Updated

Two teams of rescuers prepared Monday to dive into typhoon-roiled waters off the Philippines to find a way inside a capsized ferry in a desperate effort to locate some 800 people believed to be aboard.

If Tuesday's planned underwater missions fail, a tugboat will be on standby with gear to cut through the ferry's hull as a last resort — a prospect complicated by a cargo of bunker oil that could leak and turn the human disaster into an environmental one.

Experts were studying the ferry's schematics in case they have to drill the access hole.

The divers, however, will get the first shot, coast guard chief Adm. Wilfredo Tamayo said, "looking for open hatches or doors on the side of the ship, diving underneath, breaking cabin glass windows if we can break them or cut an opening."

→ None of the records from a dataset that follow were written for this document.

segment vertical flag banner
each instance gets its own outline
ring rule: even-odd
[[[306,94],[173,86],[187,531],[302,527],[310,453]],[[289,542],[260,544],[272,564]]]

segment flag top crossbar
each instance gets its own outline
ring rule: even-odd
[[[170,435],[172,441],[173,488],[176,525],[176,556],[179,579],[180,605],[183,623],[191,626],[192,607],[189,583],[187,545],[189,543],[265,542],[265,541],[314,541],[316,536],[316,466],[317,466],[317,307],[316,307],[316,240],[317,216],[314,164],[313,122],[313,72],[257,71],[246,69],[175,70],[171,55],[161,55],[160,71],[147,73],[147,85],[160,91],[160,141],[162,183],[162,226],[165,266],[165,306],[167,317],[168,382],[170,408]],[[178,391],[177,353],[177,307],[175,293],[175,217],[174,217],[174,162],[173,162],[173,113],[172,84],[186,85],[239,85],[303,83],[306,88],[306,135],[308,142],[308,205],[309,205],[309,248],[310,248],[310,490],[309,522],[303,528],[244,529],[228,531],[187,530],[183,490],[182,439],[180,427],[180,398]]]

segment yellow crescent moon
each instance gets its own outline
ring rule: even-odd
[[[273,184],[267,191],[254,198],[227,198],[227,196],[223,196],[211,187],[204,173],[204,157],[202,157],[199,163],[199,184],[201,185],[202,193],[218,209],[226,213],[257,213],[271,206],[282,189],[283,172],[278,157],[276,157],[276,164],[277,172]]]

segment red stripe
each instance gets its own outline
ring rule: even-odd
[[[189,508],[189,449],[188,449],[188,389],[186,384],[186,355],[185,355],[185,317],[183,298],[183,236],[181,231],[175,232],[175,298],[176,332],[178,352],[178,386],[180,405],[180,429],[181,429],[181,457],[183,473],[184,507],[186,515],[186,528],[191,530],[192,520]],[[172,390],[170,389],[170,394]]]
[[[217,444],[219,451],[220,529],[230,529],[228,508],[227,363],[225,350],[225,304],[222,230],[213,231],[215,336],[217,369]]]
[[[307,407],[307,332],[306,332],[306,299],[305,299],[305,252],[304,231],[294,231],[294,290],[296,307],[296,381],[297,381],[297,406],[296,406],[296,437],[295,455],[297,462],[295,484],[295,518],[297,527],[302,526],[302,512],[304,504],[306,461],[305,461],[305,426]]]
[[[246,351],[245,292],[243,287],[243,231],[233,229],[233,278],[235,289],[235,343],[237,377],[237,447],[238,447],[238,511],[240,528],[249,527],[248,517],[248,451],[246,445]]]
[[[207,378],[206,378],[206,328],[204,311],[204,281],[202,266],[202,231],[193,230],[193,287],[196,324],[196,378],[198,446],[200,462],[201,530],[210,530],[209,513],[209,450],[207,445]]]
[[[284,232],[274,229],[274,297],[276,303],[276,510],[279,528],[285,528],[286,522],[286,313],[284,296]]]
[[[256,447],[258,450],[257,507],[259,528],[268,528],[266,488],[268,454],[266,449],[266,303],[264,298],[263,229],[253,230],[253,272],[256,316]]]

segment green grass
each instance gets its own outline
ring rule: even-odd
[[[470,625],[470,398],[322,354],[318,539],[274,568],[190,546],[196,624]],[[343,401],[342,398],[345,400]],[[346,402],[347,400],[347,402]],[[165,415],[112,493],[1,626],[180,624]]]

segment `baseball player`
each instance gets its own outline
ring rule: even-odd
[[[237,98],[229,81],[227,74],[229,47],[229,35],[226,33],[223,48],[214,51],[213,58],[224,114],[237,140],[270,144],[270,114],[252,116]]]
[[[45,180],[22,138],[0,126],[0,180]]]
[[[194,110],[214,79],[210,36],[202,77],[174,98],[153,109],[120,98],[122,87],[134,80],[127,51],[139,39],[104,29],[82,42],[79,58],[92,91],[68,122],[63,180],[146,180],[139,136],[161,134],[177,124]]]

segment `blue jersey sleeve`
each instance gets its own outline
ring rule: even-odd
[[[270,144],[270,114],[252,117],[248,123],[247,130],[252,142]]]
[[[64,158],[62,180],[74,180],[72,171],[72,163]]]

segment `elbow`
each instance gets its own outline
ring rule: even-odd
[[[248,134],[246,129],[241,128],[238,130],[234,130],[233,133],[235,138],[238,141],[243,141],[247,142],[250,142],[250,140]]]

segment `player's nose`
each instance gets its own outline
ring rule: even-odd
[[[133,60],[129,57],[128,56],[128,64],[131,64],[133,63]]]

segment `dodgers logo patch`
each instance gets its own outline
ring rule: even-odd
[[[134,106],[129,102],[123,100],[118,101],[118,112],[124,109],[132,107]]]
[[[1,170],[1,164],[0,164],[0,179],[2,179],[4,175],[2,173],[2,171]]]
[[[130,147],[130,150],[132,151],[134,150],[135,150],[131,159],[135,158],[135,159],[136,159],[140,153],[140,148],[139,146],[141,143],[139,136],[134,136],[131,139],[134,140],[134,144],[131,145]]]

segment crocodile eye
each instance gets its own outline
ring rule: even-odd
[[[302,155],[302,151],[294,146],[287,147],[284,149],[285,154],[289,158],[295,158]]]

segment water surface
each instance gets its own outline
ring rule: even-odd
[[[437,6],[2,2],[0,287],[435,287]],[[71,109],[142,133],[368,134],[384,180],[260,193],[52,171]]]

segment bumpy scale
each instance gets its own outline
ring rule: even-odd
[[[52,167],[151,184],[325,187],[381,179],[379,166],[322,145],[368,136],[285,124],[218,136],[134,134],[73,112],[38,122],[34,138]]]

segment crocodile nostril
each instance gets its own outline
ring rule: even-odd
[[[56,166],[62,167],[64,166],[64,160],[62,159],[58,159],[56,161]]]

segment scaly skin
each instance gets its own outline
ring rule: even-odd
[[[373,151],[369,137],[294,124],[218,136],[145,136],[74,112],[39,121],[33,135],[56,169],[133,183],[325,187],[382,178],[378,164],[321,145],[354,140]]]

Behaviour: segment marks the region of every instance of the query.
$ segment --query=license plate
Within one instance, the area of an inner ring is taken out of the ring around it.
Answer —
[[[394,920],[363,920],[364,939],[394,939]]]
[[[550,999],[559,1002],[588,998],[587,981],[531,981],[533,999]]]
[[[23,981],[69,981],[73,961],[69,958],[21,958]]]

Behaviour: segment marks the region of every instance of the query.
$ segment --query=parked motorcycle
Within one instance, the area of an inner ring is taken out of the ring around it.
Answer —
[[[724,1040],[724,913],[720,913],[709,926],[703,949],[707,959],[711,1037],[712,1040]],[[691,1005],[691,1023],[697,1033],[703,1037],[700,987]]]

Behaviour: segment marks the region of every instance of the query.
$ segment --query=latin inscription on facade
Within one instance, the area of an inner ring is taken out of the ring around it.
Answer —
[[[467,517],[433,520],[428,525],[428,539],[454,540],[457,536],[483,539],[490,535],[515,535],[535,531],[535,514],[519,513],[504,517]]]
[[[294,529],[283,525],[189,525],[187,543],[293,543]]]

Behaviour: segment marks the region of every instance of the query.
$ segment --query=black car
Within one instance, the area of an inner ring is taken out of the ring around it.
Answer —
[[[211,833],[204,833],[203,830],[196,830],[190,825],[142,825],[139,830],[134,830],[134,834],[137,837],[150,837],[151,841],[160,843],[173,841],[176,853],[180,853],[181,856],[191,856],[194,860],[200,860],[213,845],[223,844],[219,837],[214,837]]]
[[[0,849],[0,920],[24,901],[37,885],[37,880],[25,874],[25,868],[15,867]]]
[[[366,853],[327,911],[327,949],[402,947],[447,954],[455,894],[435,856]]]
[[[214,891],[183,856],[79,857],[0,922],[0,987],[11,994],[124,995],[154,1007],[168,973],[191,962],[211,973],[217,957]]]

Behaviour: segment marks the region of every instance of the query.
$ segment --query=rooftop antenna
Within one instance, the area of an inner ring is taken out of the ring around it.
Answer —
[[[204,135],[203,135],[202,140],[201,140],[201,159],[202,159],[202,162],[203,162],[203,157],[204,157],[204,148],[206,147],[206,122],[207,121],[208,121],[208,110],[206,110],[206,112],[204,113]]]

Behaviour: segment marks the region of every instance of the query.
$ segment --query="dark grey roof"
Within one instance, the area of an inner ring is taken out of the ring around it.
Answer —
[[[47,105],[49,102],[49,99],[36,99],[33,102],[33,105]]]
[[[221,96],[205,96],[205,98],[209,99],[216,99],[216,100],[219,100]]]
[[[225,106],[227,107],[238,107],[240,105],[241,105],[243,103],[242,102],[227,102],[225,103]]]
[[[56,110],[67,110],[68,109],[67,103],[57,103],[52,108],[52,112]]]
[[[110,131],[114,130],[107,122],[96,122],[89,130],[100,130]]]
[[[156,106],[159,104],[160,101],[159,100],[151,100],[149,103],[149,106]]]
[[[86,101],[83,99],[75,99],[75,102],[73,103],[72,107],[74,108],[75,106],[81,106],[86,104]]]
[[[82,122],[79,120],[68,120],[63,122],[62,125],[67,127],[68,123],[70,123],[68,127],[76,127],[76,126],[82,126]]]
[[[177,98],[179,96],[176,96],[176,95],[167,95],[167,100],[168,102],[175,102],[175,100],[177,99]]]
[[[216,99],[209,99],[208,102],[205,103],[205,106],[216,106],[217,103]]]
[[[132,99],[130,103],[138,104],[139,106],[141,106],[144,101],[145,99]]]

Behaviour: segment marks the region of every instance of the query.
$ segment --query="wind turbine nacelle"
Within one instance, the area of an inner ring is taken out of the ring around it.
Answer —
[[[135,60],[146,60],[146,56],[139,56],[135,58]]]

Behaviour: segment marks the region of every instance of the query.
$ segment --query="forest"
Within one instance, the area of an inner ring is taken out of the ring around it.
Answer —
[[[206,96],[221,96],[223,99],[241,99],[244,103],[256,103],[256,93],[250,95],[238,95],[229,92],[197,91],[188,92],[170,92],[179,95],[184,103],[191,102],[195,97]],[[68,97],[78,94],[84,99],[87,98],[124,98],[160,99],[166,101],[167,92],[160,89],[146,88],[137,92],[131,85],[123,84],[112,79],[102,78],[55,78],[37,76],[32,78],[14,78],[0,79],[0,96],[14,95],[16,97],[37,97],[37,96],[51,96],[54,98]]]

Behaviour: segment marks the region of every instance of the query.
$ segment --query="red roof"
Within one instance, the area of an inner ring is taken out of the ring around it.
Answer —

"We'll do this at the earliest opportunity, weather permitting," Tamayo said.

On Sunday, divers heard no response when they hammered on the hull, but officials refused to give up.

"We're not ruling out that somebody there is still alive," Tamayo said. "You can never tell."

Hundreds of people are feared to have been trapped when the ship suddenly tilted and went belly up Saturday at the height of the powerful storm that left 163 people dead in flooded communities in the central Philippines.

All that was visible Monday of the 23,824-ton, seven-story Princess of Stars was one end poking out of the waters off Sibuyan island, still churning after Typhoon Fengshen's full force swept through.

Only 38 ferry survivors have been found, including 28 who drifted at sea for more than 24 hours, first in a life raft, then in life jackets, before they were found Sunday about 80 miles to the north in eastern Quezon province.

A U.S. Navy ship carrying search and rescue helicopters was headed in, and a P-3 maritime surveillance plane also was being dispatched. "We want to express our condolences to the Philippine people," State Department spokesman Tom Casey said.

Officials initially reported 747 passengers and crew were aboard the ferry, but said Monday that it was carrying about 100 more. Capacity was listed as 1,992 people.

The coast guard said it was checking a survivor's report that at least one group of people — some dead, some alive — had been spotted bobbing in the sea.

Six bodies, including those of a man and woman who had bound themselves together, have washed ashore, along with children's slippers and life jackets.

While some relatives tearfully waited for news, others angrily questioned why the ship was allowed to leave Manila late Friday for a 20-hour trip to Cebu with a typhoon approaching. President Gloria Macapagal Arroyo said the ferry never should have departed.

Sulpicio Lines said it sailed with coast guard approval. The government ordered the company to suspend services pending an investigation and a check of its other ships' seaworthiness.

Debate also began anew on safe-sailing rules in a country prone to storms — Fengshen was the seventh typhoon this year — and dependent on ferries to get around the sprawling archipelago.

The company said it will give $4,500 in compensation to relatives of each person who died, along with financial assistance to the survivors.

The storm continued to dump rain on Luzon island and generate strong winds Monday as it headed toward China and Taiwan.

The Philippines was the scene of the world's worst peacetime maritime disaster when the ferry Dona Paz sank in 1987, killing more than 4,341 people.